Of course, the greatest of all world television occasions was the moon landing of 1969. People still talk about Neil Armstrong’s flub: ‘one small step for man’ instead of ‘a man’. At the time, the landing, and the fact that we could see it live, if in grainy black-and-white, seemed astounding, world-changing. I recall an otherwise sane friend saying that it would mean the end of all war, since earthly rivalries would seem terminally trivial. Now, more than two decades after the last man walked on the moon, going there seems as dated as flared trousers and Slade records. For that reason, the landing was an apt frame for the adaptation of H.G. Wells’s The First Men in the Moon (Tuesday, BBC4) in which a small boy meets an old man at a fair who claims that he visited the moon back in Edward VII’s day.
In the glory days of science fiction all you needed for space travel was a magic anti-gravity material, a box shaped like a bathing hut, and a sturdy tweed suit. (By comparison with Wells’s yarn the average Jules Verne yarn could have served as a Nasa handbook.) The First Men was a great influence on C.S. Lewis — it was meant to be a satire on war and imperialism, though this was missing from the TV show — and also a template for all those Star Trek episodes in which the crew land on planets where the atmosphere is the same as Earth’s and the inhabitants conveniently speak English. The excellent Rory Kinnear was the clean-cut dodgy businessman who gets involved with Mark Gatiss’s potty professor. The various layers of nostalgia – small boy in flannel shorts watches real moon landing, country pubs in which serving wenches say things like ‘Lunnon? I don’t hold with the place’, the evocation of early Doctor Who episodes — were nicely bound together into a package that probably meant more to people my age than to the children at whom I assume it was aimed.

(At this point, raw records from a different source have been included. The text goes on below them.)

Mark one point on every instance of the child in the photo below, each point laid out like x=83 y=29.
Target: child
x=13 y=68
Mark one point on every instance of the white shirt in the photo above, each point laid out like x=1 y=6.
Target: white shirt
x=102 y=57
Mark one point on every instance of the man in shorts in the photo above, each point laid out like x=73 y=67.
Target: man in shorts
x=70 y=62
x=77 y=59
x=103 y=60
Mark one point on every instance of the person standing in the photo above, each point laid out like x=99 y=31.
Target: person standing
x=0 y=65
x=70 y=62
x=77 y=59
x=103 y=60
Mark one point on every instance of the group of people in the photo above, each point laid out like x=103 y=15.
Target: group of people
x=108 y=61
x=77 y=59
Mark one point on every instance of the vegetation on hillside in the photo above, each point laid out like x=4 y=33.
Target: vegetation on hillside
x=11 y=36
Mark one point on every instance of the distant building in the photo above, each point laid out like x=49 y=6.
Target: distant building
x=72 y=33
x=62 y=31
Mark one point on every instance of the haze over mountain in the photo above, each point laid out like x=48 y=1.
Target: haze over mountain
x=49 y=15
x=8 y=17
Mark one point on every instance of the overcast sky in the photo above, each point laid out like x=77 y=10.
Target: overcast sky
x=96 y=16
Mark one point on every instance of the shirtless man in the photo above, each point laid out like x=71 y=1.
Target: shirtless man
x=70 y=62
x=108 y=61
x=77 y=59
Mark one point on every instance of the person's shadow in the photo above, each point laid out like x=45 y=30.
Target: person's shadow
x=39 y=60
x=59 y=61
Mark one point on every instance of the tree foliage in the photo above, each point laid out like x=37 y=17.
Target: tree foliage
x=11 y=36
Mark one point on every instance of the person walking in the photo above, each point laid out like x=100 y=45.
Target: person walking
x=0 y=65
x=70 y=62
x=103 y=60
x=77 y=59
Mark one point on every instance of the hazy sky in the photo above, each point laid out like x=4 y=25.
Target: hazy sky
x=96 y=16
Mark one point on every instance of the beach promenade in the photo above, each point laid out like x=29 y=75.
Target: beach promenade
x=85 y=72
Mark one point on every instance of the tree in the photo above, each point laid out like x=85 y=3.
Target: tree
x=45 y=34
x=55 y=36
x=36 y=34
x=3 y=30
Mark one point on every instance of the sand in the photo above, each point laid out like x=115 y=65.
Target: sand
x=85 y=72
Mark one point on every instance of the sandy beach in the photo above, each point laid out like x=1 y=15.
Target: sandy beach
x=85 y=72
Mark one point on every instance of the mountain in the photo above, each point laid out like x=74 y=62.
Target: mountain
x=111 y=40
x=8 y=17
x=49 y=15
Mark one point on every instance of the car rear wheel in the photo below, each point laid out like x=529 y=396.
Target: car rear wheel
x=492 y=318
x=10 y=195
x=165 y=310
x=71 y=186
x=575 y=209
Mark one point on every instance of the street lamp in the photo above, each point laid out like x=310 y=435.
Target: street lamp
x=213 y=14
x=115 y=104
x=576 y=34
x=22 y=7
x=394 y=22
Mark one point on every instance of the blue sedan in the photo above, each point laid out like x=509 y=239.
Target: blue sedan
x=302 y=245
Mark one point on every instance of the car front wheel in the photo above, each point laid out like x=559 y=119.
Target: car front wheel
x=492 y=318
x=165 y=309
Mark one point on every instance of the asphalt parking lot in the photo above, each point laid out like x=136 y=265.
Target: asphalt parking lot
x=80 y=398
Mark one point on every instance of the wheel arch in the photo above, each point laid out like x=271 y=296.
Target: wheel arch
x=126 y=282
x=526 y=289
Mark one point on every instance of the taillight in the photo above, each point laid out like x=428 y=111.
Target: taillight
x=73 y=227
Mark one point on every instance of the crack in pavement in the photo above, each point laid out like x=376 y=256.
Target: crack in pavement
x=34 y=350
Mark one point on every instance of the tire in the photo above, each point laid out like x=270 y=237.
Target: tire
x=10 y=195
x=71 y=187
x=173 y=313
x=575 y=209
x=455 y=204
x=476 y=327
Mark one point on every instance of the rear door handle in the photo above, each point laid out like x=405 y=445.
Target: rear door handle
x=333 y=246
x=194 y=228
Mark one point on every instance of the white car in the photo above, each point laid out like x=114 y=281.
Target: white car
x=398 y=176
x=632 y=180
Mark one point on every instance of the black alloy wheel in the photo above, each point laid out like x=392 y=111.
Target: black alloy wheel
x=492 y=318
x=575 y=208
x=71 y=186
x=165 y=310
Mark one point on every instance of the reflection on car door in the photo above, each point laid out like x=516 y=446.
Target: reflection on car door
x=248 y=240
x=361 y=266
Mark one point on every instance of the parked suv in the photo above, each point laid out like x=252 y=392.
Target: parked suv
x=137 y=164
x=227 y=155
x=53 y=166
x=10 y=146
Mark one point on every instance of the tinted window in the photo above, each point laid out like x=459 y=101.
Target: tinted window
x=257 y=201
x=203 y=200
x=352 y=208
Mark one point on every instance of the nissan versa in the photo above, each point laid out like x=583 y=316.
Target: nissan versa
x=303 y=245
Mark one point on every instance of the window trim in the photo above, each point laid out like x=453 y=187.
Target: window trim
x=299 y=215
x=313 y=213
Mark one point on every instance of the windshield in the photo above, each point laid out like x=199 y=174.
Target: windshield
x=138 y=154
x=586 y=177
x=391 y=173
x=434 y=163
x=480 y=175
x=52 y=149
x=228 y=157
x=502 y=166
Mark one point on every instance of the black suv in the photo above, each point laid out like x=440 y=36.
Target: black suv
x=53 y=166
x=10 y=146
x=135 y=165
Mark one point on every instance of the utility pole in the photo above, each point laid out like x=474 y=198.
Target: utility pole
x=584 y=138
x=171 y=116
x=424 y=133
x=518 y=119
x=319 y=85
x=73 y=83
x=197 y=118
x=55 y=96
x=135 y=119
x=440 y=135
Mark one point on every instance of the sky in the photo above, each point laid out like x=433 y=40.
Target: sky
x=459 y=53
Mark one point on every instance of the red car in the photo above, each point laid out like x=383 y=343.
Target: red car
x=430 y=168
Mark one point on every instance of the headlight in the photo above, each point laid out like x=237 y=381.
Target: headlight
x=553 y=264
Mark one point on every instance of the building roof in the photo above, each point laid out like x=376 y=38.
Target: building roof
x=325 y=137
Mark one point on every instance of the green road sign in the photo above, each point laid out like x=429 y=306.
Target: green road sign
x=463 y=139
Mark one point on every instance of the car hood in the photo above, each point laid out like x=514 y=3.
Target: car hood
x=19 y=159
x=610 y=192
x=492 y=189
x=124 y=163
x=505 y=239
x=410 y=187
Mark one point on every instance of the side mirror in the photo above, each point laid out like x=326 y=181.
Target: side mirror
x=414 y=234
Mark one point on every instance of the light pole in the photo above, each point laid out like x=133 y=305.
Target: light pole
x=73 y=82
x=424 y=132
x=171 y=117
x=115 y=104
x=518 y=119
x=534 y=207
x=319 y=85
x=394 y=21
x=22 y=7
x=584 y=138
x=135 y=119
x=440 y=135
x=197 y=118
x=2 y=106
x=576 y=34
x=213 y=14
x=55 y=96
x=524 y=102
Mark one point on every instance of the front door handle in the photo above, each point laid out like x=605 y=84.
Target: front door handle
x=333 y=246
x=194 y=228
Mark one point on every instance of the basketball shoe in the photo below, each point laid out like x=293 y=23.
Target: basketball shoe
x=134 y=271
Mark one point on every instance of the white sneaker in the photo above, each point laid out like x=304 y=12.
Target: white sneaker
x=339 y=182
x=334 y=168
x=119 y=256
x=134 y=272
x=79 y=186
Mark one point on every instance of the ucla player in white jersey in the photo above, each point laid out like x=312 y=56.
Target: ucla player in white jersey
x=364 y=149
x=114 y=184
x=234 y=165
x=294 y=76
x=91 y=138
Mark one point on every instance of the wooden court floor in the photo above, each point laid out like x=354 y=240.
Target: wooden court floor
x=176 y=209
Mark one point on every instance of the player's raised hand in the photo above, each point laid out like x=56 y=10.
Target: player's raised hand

There was more nostalgia in High Society Brides (BBC2, Wednesday), part of the Wonderland series. This followed the lives and fortunes of half a dozen of the ‘girls in pearls’ who still appear on the Country Life equivalent of Page 3. But with more clothes on. It took place in a world that still exists, but only in small pockets, like rare mammals living in a corner of the rain forest. The heir to the Duchy of Bedford hoped to marry Henrietta Tiarks, known as the most beautiful woman in England, but warned her that if she took a part in a film, ‘I could never be your husband.’ Men who planned their marriages thus: ‘She was my choice, and I thought, “There’s no point in fannying around, get on with it!”’ The sad story of the Hon. Catherine Sackville-West, unable to get out of a wedding to a man she didn’t love ‘because the juggernaut was rolling’. On the nuptial night they slept in separate rooms. Some of the gels were now in what used to be called ‘reduced circumstances’ but the programme never gloated. It was a sympathetic look at people whose lives straddled two structures of society, and who found it hard to be entirely at home in either.
Horizon: Is Seeing Believing? (BBC2, Monday) demonstrated how all our senses — sight, hearing, touch, etc. — are linked and can even substitute for each other, such as the young blind man who ‘sees’ with clicking noises, like a human bat. It also demonstrated how our senses tell us what we expect to be told. Sight fails when presented with something it has never formerly seen. I was reminded of politicians, who rarely lie, but who construct a world from what they want to experience, selecting only the facts and statistics that reinforce their view of reality.